Num segundo momento, com as ações mais claras para preservar a saúde e a economia, vamos entender melhor quanto tempo vai durar essa reclusão social e analisar até onde isso vai impactar o processo eleitoral”, afirmou. Bozzella considera razoável discutir apenas um adiamento. “A unificação [dos pleitos para 2022] seria ruim para o processo democrático não permitiria que pessoas participassem do pleito agora e nem a alternância de poder”, justificou.
A orientação do PSD, afirma Gilberto Kassab, presidente da legenda, é trabalhar com o atual calendário eleitoral. “Adiar por que?
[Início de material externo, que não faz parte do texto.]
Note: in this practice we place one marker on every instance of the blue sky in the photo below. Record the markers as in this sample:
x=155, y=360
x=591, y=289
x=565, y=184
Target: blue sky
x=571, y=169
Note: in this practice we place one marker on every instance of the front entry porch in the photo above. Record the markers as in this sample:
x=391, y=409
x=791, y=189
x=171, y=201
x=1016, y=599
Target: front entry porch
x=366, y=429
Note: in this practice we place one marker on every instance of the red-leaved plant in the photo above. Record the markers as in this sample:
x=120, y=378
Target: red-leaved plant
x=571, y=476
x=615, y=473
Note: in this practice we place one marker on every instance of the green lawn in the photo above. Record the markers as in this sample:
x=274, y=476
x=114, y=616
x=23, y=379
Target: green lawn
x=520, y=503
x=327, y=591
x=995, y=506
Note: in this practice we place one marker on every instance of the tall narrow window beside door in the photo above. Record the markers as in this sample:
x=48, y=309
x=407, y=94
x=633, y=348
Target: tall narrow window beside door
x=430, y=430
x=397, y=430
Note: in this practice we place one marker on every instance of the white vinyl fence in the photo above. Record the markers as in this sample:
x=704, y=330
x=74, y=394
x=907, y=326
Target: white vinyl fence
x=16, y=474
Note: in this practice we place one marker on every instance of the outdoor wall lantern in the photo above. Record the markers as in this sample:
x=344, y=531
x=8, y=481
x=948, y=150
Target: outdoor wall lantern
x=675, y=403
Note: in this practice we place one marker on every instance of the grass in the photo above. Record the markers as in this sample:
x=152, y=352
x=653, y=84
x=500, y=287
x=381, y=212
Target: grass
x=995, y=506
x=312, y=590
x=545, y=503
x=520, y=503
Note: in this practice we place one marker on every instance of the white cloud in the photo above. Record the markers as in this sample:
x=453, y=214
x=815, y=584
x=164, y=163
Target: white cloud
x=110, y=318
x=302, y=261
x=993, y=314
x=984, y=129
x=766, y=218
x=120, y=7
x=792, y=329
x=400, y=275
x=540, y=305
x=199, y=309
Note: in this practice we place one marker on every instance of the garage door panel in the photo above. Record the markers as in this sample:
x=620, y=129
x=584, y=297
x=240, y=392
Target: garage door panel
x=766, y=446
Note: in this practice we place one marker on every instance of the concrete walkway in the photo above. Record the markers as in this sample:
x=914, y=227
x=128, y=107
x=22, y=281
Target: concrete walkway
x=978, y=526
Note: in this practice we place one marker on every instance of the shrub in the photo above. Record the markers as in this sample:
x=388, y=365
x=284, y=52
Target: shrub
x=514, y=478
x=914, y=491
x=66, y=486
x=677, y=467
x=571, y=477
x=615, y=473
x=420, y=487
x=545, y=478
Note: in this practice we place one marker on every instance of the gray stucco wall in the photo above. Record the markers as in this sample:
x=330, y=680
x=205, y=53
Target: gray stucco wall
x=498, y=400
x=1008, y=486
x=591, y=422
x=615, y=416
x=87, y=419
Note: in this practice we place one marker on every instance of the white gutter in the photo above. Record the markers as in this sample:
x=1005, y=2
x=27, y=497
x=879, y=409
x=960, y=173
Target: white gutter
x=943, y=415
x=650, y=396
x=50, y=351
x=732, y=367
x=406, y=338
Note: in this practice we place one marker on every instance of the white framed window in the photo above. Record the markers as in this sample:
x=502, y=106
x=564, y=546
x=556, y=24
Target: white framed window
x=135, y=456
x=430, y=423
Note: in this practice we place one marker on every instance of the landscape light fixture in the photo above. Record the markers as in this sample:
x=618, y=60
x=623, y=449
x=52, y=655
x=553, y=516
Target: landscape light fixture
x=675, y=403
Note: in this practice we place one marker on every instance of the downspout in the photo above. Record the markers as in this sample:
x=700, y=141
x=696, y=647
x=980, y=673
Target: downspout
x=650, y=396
A não ser que tenhamos uma catástrofe, mas não é essa a expectativa.” Kassab pontua que a expectativa é que haja uma reversão da curva de contaminações após 40 dias. “É óbvio que se isso não acontecer vai se pensar em um outro caminho.” As direções nacionais do PSDB e do DEM também informam que seguem o calendário oficial. As siglas vão aguardar as convenções de julho para avaliar se será necessária alguma alteração. O Cidadania, presidido por Roberto Freire, é contra o adiamento do pleito e defende prioridade total ao combate da pandemia.